John Hurrell – 27 September, 2013
So what if these pictures were not painted but actual glossy, blown up, photographic film stills. Or even faked Photoshopped film stills based on (like these paintings), posters and postcards: blended together and then printed on paper or plastic. There are questions of craft here, of manual dexterity and drawing - plus qualities of surface, sheen and smell - associated with painting. Would anything be lost?
I have only seen Bepen Bhana‘s work once before, and that was a set of billboards he made for the Te Tuhi Reeves Rd artist hoarding site, almost two years ago - so this current show surprised me. He’s still looking at marketable, very beautiful, bodies, but they are now fully clothed, with celebrity faces added, and (most importantly) with touristy New Zealand landscapes incorporated as backdrops. These lush oil paintings present imagined movie stills inspired by a strategy by Tourism New Zealand to have our scenic hotspots incorporated in romantic Bollywood films, by way of packages offered Mumbai companies planning film shoots.
The six iconic tourist sites here (Lake Tekapo, Aoraki [Mt.Cook], Milford Sound waterfall, Castle Hill Basin, Southern Alps, and Huka Falls) are also part of this country’s art history. Without the foregrounding glamorous couples, the images could be straight out of the Kelliher Art Prize. With their embracing and clinching these representations are unabashedly extolling the values of romantic heterosexual love. There is no poststructuralist critiquing here of global consumerism, the nuclear family, or the blissfully paired prosperous subjects, unlike say the acerbic imagery you might get with an artist like Martin Basher. These images are pitched at believers.
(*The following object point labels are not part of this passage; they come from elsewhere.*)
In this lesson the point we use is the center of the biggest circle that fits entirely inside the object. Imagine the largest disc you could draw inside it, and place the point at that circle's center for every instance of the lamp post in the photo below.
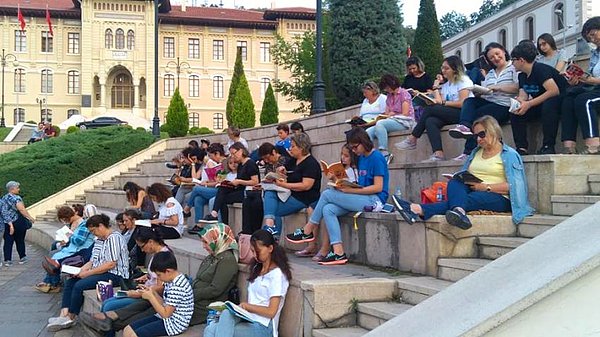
(5, 57)
(178, 66)
(156, 120)
(318, 103)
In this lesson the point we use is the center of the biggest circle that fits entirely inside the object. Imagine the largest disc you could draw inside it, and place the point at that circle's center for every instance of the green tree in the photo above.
(452, 23)
(365, 42)
(269, 114)
(427, 35)
(178, 121)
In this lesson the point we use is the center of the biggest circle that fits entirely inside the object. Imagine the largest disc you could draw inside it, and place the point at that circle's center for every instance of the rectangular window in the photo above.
(194, 48)
(20, 41)
(47, 42)
(73, 43)
(218, 50)
(243, 46)
(265, 52)
(169, 47)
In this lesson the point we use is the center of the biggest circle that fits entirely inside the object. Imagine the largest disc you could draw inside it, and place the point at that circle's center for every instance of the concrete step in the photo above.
(535, 225)
(414, 290)
(340, 332)
(372, 314)
(594, 182)
(454, 269)
(492, 247)
(572, 204)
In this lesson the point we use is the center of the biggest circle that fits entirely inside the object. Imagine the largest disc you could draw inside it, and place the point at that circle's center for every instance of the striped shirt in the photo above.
(114, 248)
(179, 294)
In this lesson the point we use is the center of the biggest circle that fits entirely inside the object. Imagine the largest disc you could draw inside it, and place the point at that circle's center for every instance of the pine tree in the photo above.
(428, 44)
(178, 122)
(269, 113)
(365, 42)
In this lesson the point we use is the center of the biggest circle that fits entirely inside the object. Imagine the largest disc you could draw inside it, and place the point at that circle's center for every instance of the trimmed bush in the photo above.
(48, 167)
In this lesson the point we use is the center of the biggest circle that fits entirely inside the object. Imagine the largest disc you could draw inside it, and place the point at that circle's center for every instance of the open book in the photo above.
(464, 176)
(337, 169)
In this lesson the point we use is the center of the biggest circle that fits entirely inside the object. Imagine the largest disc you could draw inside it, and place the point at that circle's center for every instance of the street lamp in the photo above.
(5, 57)
(178, 66)
(318, 103)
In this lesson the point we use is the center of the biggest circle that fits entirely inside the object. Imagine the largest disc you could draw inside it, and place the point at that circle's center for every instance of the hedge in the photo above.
(47, 167)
What if these pictures were not painted but actual glossy, blown up, photographic film stills. Or even faked Photoshopped film stills based on (like these paintings) posters and postcards: blended together and then printed on paper or plastic. Would anything be lost?
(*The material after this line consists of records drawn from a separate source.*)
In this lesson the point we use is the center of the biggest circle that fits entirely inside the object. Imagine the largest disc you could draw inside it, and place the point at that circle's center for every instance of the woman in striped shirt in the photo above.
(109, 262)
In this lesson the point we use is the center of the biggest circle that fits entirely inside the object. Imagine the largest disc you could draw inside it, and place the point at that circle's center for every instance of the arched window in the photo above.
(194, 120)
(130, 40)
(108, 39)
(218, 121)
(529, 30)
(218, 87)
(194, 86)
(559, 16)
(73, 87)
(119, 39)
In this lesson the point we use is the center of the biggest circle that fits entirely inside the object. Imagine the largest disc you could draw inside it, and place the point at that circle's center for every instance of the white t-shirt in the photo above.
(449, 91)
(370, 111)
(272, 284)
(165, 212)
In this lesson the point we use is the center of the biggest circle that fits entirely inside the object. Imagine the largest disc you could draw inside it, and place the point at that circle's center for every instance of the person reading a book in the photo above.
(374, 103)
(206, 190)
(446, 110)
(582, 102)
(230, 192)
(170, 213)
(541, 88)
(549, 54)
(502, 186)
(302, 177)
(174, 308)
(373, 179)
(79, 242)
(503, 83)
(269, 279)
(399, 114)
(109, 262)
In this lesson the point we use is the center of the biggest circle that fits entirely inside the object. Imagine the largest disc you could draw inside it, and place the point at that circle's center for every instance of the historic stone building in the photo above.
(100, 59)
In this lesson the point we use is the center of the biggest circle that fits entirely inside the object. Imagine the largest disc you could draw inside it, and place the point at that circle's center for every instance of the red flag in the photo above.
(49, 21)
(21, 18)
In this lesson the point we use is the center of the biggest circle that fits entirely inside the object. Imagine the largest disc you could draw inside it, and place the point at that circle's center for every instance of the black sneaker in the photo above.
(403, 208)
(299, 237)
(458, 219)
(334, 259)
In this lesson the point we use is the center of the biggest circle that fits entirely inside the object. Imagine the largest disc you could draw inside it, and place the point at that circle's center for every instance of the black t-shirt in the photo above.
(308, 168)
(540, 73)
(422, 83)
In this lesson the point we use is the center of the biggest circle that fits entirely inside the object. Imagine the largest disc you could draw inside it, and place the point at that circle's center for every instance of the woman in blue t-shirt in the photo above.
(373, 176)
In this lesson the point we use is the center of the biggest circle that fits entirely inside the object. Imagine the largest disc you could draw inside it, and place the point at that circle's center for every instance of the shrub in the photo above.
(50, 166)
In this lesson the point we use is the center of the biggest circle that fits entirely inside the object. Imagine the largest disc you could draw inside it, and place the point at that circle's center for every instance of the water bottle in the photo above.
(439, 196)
Obviously there are questions of craft here, of manual dexterity and drawing - plus qualities of surface, sheen and smell - associated with painting, quite a different tradition from photography.
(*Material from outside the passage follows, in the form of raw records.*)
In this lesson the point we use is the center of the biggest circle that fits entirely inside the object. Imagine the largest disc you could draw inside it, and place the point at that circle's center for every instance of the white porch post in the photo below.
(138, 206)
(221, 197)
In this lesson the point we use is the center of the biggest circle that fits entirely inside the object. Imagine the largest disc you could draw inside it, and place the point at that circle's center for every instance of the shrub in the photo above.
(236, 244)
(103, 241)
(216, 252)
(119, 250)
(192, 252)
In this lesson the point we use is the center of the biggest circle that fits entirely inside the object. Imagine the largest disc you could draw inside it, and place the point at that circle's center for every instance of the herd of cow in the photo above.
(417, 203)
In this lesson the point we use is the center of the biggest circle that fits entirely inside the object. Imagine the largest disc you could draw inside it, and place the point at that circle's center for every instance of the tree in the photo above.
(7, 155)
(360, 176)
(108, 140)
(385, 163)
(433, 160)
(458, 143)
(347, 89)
Once there was greater financial investment in the construction of paintings, but now that has changed. It is currently much cheaper to make a painting than to make an equivalently sized photograph. Even so, a set of six large photographs might have been better.
Why you might ask?
Well without any fine art (painting) baggage, such scenic/portrait reproductions would have a greater focus, linking film narrative more closely with tourist postcards. The obvious promotion of love and marriage here is very different from some of the paintings of couples (like Mr and Mrs Andrews) as found for example in the work of Thomas Gainsborough of two hundred and sixty years ago. The image is not about property, social status or economic partnerships, but more about engendering of desire, bodily self-esteem, artificial juxtapositions (with attendant ironic humour) - and, of course, product placement.